We have about 15k parameters. You will always need to judge that relative to your input data: 

- how many observations do you have? 
- maybe even more important: how many features do you have? Images sized 28x28 will need much less complexity than images sized 224x224 (note how the first one has 784 features, the second one more than 50.000!)
- Do you think the model needs a lot of complexity, or not so much? E.g. classifying if there is a stamp, or not, on a piece of paper is much easier than classifying the age of a face.

Also think about:
What is the trade off between adding more complexity? Or reducing complexity?

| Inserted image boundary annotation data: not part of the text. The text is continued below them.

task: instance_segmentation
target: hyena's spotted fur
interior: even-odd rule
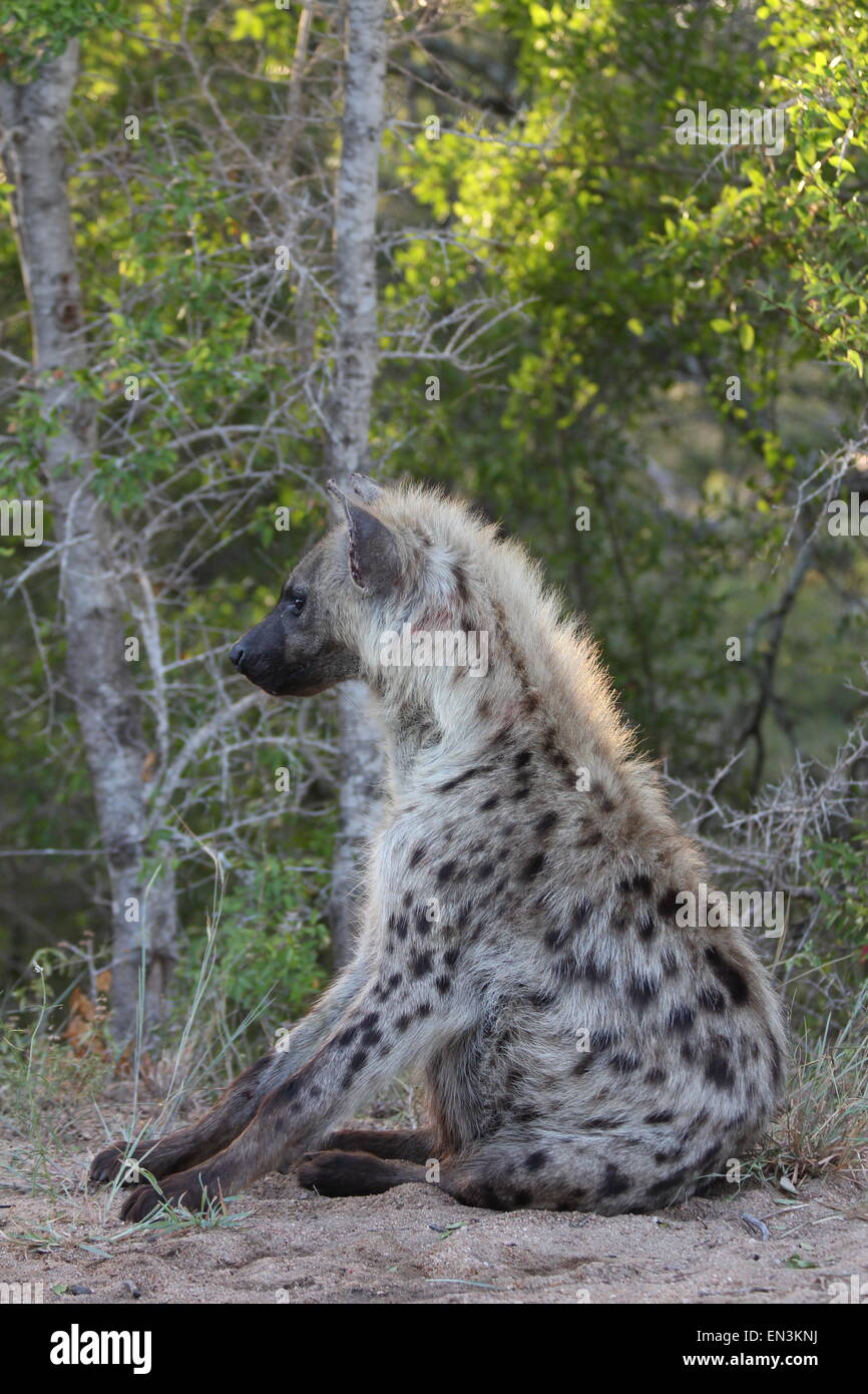
[[[187,1204],[323,1142],[300,1178],[327,1195],[436,1175],[495,1209],[677,1202],[743,1158],[775,1108],[784,1039],[766,973],[740,928],[676,926],[699,855],[524,551],[428,489],[357,480],[344,503],[347,524],[233,657],[277,694],[362,676],[378,696],[389,796],[358,952],[287,1051],[144,1165]],[[382,666],[383,631],[405,622],[485,631],[486,676]],[[329,1136],[408,1066],[431,1131]],[[96,1158],[95,1179],[118,1157]],[[125,1213],[153,1204],[139,1186]]]

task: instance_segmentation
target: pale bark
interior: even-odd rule
[[[111,889],[111,1022],[116,1039],[135,1029],[142,942],[145,1020],[160,1011],[176,955],[171,867],[146,889],[145,744],[134,665],[124,661],[123,556],[109,513],[92,488],[93,401],[74,374],[88,365],[84,301],[64,153],[64,127],[78,74],[71,43],[26,85],[0,82],[4,162],[14,194],[15,236],[31,308],[33,364],[46,435],[43,474],[60,548],[67,672],[85,744]],[[127,919],[135,913],[139,919]]]
[[[376,204],[385,118],[385,0],[348,0],[341,158],[334,197],[337,333],[326,463],[344,482],[368,473],[371,397],[378,365]],[[337,963],[351,953],[358,852],[373,828],[382,774],[380,743],[365,689],[344,683],[340,701],[340,829],[332,878],[332,944]]]

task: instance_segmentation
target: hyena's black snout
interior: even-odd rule
[[[233,644],[228,651],[230,662],[258,687],[280,691],[286,669],[284,645],[286,636],[280,618],[272,612]]]

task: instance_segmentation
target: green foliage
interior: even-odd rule
[[[237,1032],[258,1006],[266,1023],[294,1020],[329,980],[327,930],[315,909],[327,870],[298,870],[270,855],[238,877],[223,902],[209,999],[227,1032]],[[206,953],[203,934],[191,935],[178,966],[176,995],[189,999]]]
[[[0,8],[3,77],[32,81],[71,39],[121,17],[123,0],[4,0]]]

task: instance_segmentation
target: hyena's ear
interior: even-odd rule
[[[372,480],[369,474],[358,474],[357,470],[350,475],[350,488],[361,503],[376,503],[383,492],[382,484]]]
[[[351,503],[333,480],[329,480],[326,488],[340,500],[347,517],[352,583],[371,595],[390,595],[401,579],[401,559],[392,533],[368,509]]]

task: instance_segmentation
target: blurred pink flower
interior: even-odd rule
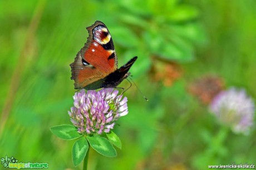
[[[255,106],[243,89],[234,87],[217,95],[210,110],[219,121],[236,133],[248,134],[253,125]]]

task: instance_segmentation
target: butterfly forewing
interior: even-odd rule
[[[106,86],[107,84],[108,86],[115,87],[117,83],[111,85],[109,81],[106,81],[111,73],[119,70],[117,70],[117,58],[110,33],[100,21],[95,22],[87,29],[89,33],[87,40],[77,53],[75,61],[70,64],[75,89],[97,89]],[[118,85],[123,78],[116,79],[119,80]]]

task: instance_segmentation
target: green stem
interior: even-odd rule
[[[89,145],[89,147],[88,148],[87,153],[86,153],[86,155],[85,156],[85,157],[83,159],[83,170],[87,169],[87,163],[88,163],[88,157],[89,157],[89,150],[90,150],[90,145]]]

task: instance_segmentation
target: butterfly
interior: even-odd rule
[[[118,69],[113,41],[106,25],[97,20],[86,29],[89,33],[87,42],[70,64],[75,89],[116,87],[129,76],[128,71],[137,56]]]

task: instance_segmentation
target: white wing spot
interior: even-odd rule
[[[93,43],[93,45],[94,45],[94,46],[95,46],[95,47],[97,47],[97,46],[98,46],[98,44],[97,44],[97,43],[95,43],[95,42]]]

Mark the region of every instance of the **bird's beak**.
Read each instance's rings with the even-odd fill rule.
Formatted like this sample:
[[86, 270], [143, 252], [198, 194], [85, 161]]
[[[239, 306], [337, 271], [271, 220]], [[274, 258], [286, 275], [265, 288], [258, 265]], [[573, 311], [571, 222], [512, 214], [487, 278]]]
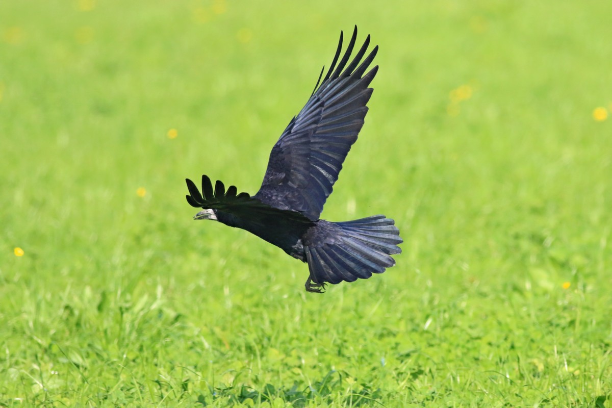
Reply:
[[206, 209], [200, 211], [193, 217], [194, 220], [217, 220], [217, 216], [212, 210]]
[[197, 214], [193, 217], [194, 220], [210, 220], [211, 214], [210, 213], [206, 212], [204, 211], [200, 211]]

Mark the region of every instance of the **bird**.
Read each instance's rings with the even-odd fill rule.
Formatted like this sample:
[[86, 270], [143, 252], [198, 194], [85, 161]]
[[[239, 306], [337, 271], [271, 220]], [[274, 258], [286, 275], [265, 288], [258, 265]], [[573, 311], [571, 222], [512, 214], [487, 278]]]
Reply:
[[[259, 191], [238, 193], [202, 176], [201, 193], [186, 179], [187, 202], [203, 209], [195, 220], [212, 220], [246, 230], [307, 262], [304, 286], [323, 293], [327, 283], [367, 279], [395, 265], [403, 242], [395, 221], [378, 215], [343, 222], [319, 218], [346, 155], [357, 141], [378, 65], [368, 69], [376, 45], [364, 58], [368, 34], [351, 59], [357, 26], [338, 61], [343, 32], [325, 76], [324, 66], [310, 97], [272, 147]], [[350, 62], [349, 62], [350, 60]], [[367, 71], [367, 72], [366, 72]], [[323, 80], [321, 80], [323, 78]]]

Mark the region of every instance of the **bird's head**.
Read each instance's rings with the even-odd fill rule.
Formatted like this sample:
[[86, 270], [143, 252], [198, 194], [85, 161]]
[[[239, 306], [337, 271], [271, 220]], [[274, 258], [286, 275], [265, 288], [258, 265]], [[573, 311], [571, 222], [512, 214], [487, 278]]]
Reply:
[[214, 220], [217, 221], [217, 214], [212, 209], [207, 208], [202, 210], [193, 217], [194, 220]]

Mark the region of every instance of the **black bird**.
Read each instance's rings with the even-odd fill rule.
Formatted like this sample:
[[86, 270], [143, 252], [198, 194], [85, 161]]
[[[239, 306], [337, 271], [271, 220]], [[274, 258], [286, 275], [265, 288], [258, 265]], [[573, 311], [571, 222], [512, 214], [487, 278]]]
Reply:
[[[370, 35], [349, 62], [357, 27], [338, 62], [338, 49], [321, 81], [325, 67], [302, 111], [293, 117], [270, 153], [261, 188], [250, 196], [227, 190], [217, 180], [214, 191], [202, 176], [202, 194], [187, 179], [187, 202], [204, 209], [196, 220], [214, 220], [245, 229], [308, 262], [306, 290], [321, 293], [325, 283], [353, 282], [382, 273], [395, 264], [391, 258], [403, 241], [394, 221], [384, 215], [333, 223], [319, 219], [323, 204], [338, 179], [342, 163], [364, 125], [365, 106], [372, 94], [368, 86], [378, 70], [365, 73], [378, 46], [361, 62]], [[336, 64], [337, 63], [337, 65]], [[348, 64], [347, 65], [347, 64]], [[320, 84], [320, 86], [319, 86]]]

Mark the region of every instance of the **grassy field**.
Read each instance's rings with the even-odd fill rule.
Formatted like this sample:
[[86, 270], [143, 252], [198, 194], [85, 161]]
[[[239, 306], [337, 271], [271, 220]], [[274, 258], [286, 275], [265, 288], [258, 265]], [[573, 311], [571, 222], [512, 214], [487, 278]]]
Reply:
[[[0, 407], [612, 406], [612, 2], [373, 4], [0, 2]], [[356, 24], [323, 217], [403, 253], [307, 294], [184, 179], [256, 191]]]

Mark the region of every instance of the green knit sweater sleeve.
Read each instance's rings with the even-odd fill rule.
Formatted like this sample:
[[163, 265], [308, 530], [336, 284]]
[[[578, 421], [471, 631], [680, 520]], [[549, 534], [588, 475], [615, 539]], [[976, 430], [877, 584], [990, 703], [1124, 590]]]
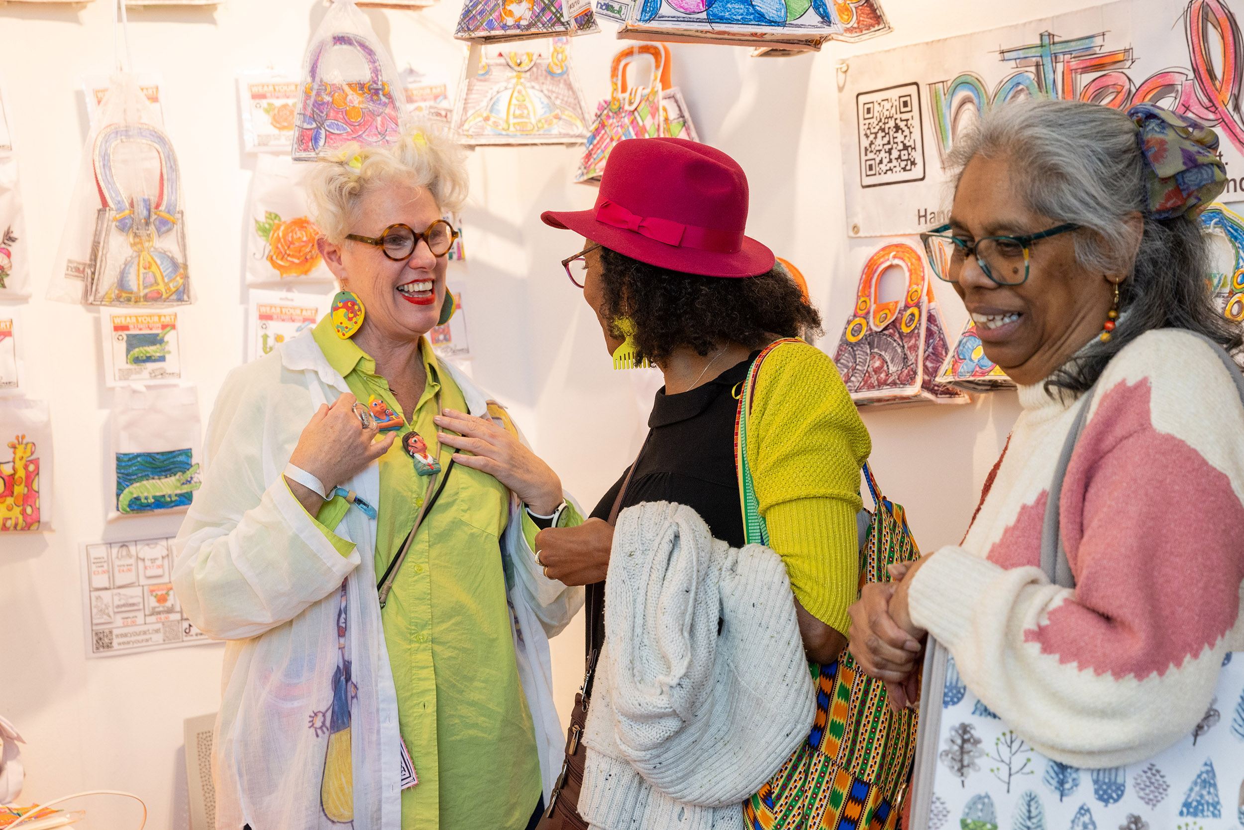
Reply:
[[837, 631], [860, 581], [860, 468], [872, 442], [837, 367], [812, 346], [784, 345], [756, 378], [748, 431], [769, 544], [812, 616]]

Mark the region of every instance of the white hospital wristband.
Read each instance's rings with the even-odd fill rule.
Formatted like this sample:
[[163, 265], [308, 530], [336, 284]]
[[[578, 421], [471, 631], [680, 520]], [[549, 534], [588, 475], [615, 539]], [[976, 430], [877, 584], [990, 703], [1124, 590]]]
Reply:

Try to answer this trade of in terms of:

- speed
- generalization
- accuracy

Eg 512 filters might add 0.1 % accuracy, but it might double training time. Is that worth it? Often, not...

We will need to tell the model how good it is performing. To do that, we will need to pick a loss function $\mathcal{L}$. We will discuss this in more depth, but for now, just take my word for it that a CrossEntropyLoss is a good pick.

In [17]:
import torch.optim as optim
from src.models import metrics, train_model
optimizer = optim.Adam
loss_fn = torch.nn.CrossEntropyLoss()
accuracy = metrics.Accuracy()

In [18]:
yhat = model(x)
accuracy(y, yhat)

tensor(0.1250)

We now have everything we need to train the model.

In [None]:
model = train_model.trainloop(
    epochs=10,
    model=model,
    optimizer=optimizer,
    learning_rate=1e-3,
    loss_fn=loss_fn,
    metrics=[accuracy],
    train_dataloader=train_dataloader,
    test_dataloader=test_dataloader,
    log_dir="../../models/test/",
    tunewriter=["tensorboard"],
    train_steps=len(train_dataloader),
    eval_steps=len(test_dataloader),
)